More than 25 years ago, toward the end of the war in Vietnam, the US armed forces began introducing a new generation of tactical aircraft. The F-111 and the A-6 flew in the 1960s. Most of the fighters, including the Air Force’s F-15, F-16, and A-10 and the Navy’s F-14 and F-18, entered service in the 1970s. The Marine Corps AV-8B came along in the early 1980s.
The development cycle then shifted to emphasis on strategic systems through the 1980s and mobility systems in the 1990s. Meanwhile, other nations went to school on our tactical aircraft from the 1970s. Today, at least half a dozen advanced foreign fighters have begun to gain parity with–and in some instances, spot advantages over–their US counterparts.
For example, Air Force Chief of Staff Gen. Ronald R. Fogleman, a former F-15 demonstration pilot, told the Congressional Airpower Caucus in March that he flew the Russian Su-27 a few years ago and found it “the equal of any F-15 in terms of engine thrust and airplane maneuverability.” The follow-on Su-35 has better avionics than the Su-27. In certain engagements, it might beat an F-15.
Initially, the services laid plans to introduce the next generation around the turn of the century with eight separate fighter modernization programs.
That was not to be. The armed forces in the 1990s were taking massive reductions, and the defense budget had gone south.
The revised plan was to replace eight types of aircraft with three: the Air Force’s F-22 air-dominance fighter, the Navy’s F/A-18E/F, and the Joint Strike Fighter to be operated by the Air Force, the Navy, and the Marines. Production was to be spread out over 25 years.
The time is now upon us for a funding decision, however, and a clamor has arisen about cost and need. The Pentagon is accused of building an unaffordable “bow wave” into future procurement programs and creating a funding “spike” in the outyear budgets. A January 1997 Congressional Budget Office study exploring options to terminate one of the three fighter programs or reduce quantities by as much as 50 percent was accorded great attention on Capitol Hill and elsewhere in official Washington.
These expressions of dismay seem overwrought. There is no bow wave. The cost of the three fighter programs fits well within the ceiling of the current defense budget proposal. All three aircraft are fully funded as far ahead as the Future Years Defense Plan reaches. Over the six years of the FYDP, these programs consume only 10 percent of the Pentagon investment account (which includes both research and development and procurement). At no point over the next 20 years do the tactical airpower programs exceed 18 percent of the investment account.

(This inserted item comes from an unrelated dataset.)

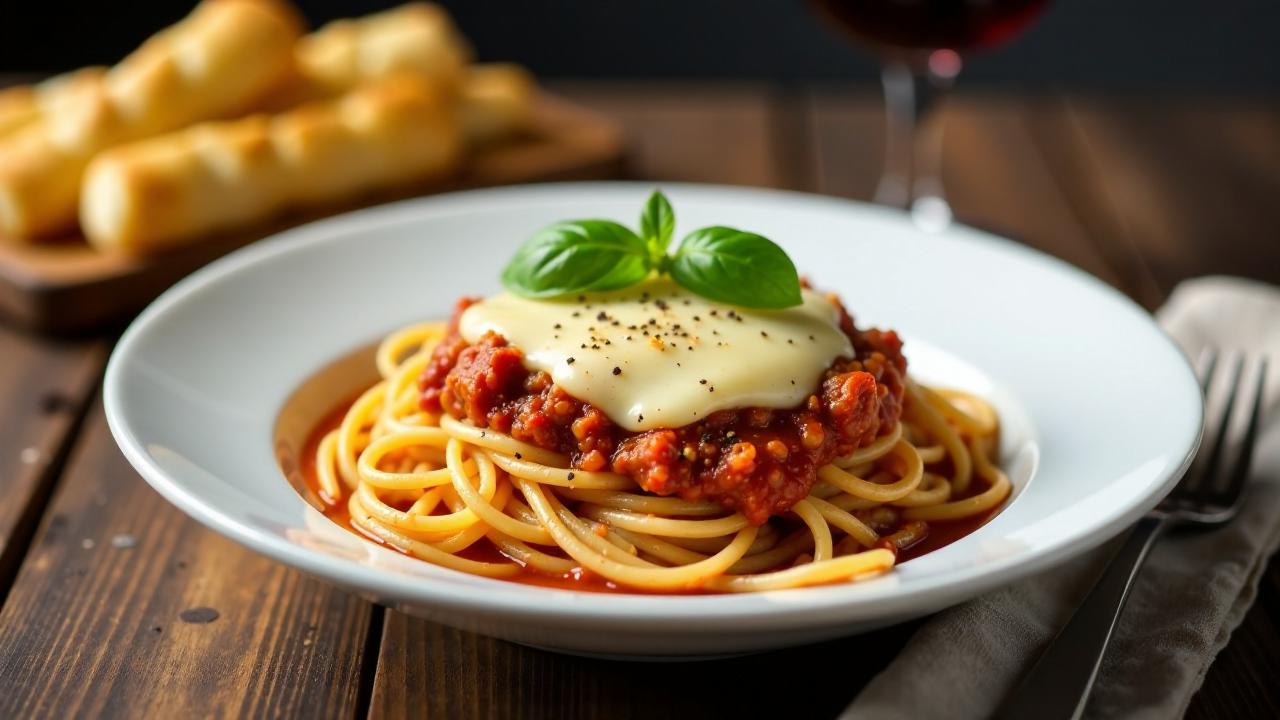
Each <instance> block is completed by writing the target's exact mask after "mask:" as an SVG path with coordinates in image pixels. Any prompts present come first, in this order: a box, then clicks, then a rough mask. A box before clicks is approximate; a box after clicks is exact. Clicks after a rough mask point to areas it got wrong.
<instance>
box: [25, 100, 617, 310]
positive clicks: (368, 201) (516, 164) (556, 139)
mask: <svg viewBox="0 0 1280 720" xmlns="http://www.w3.org/2000/svg"><path fill="white" fill-rule="evenodd" d="M623 155H625V143H623V136H622V133H621V132H620V129H618V127H617V126H616V124H614V123H613V122H612V120H609V119H607V118H604V117H602V115H599V114H596V113H591V111H588V110H584V109H581V108H577V106H575V105H572V104H570V102H566V101H563V100H562V99H558V97H554V96H552V95H543V96H541V97H540V99H539V100H538V104H536V106H535V111H534V120H532V129H531V131H530V132H529V133H527V135H526V136H524V137H521V138H513V140H511V141H507V142H502V143H497V145H493V146H488V147H483V149H480V150H477V151H476V152H475V154H474V155H472V156H471V158H470V159H468V160H467V164H466V167H465V168H463V170H462V172H461V173H460V174H457V176H454V177H451V178H448V179H445V181H435V182H431V183H428V184H421V183H419V184H413V186H408V187H399V188H394V190H388V191H383V192H378V193H372V195H367V196H364V197H360V199H356V200H352V201H348V202H343V204H335V205H329V206H325V208H311V209H307V210H300V211H292V213H287V214H284V215H282V217H278V218H274V219H271V220H269V222H265V223H260V224H255V225H252V227H246V228H238V229H236V231H230V232H221V233H216V234H212V236H209V237H204V238H200V240H198V241H196V242H192V243H188V245H184V246H180V247H175V249H172V250H169V251H165V252H160V254H155V255H129V254H110V252H99V251H97V250H93V249H91V247H90V246H88V245H86V242H84V241H83V238H81V237H78V236H77V237H68V238H63V240H61V241H59V242H54V243H45V245H35V246H32V245H20V243H14V242H5V241H4V238H0V316H6V318H9V319H10V320H13V322H15V323H18V324H20V325H23V327H27V328H32V329H37V331H42V332H61V333H65V332H72V331H83V329H86V328H96V327H101V325H104V324H108V323H113V322H120V320H125V319H128V318H129V315H132V314H133V313H136V311H138V310H141V309H142V307H143V306H145V305H146V304H147V302H148V301H151V300H152V299H154V297H155V296H156V295H159V293H160V292H163V291H164V290H165V288H168V287H169V286H172V284H173V283H174V282H177V281H178V279H180V278H183V277H186V275H187V274H189V273H191V272H193V270H196V269H197V268H200V266H202V265H205V264H207V263H210V261H211V260H214V259H216V258H220V256H223V255H225V254H228V252H230V251H232V250H236V249H237V247H242V246H244V245H248V243H250V242H253V241H256V240H260V238H264V237H268V236H270V234H275V233H278V232H282V231H285V229H288V228H292V227H296V225H300V224H305V223H308V222H311V220H316V219H320V218H324V217H329V215H334V214H338V213H343V211H347V210H355V209H358V208H367V206H370V205H378V204H383V202H388V201H393V200H402V199H406V197H416V196H420V195H429V193H435V192H447V191H452V190H466V188H472V187H488V186H495V184H512V183H521V182H540V181H564V179H589V178H608V177H616V176H617V174H618V172H620V170H621V167H622V160H623Z"/></svg>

The imputed budget spike is, in actuality, the normal upturn in a procurement cycle that bottomed out in 1995 when the Air Force bought no tactical fighters at all. The combined cost for the F-22 and the Air Force share of the Joint Strike Fighter will be about four percent of the USAF budget, compared to six percent of the budget spent on the F-15, F-16, and A-10 in the previous round of fighter modernization.
In testimony to Congress, General Fogleman passed up an invitation to seek funding for Air Force aircraft at the expense of production for the other services. He said the nation needs balance in tactical airpower modernization. He left no doubt, however, that the F-22 occupies a special place on the requirements list.
Without the F-22 to ensure control of the air, it is questionable how much the F/A-18s and Joint Strike Fighters would be able to accomplish, to say nothing of the ground forces, who depend on air superiority for survival.
“You will not be able to achieve air superiority nor will you ever come close to air dominance if you are operating with equipment and weapons that are on parity with what the other guy has,” General Fogleman told the Congressional Airpower Caucus.
The Air Force heads into the opening decades of the twenty-first century with its tactical aircraft requirements necked down to two programs, one for air dominance and one for stealthy, precision attack. That is about as short as we can afford to cut it.
US military doctrine is predicated on “full spectrum dominance.” That depends to a great extent on the quality of our airpower and its ability to control the skies, halt an invading enemy in his tracks, and cut off his strategic options.
We have let more than 20 years go by since our last round of tactical aircraft modernization. As we have seen already, other nations do not stop producing new fighters just because we do. The inroads they have made during the lull in US fighter development are not insignificant.
The United States has held the upper hand in tactical airpower so long that we may imagine that our leadership is automatic. That is a dangerous misconception.
In theater conflicts of the future, somebody will control the air and, by means of airpower, dominate the battle. If we do not step up to the requirement for the next generation of fighters, it may not be us.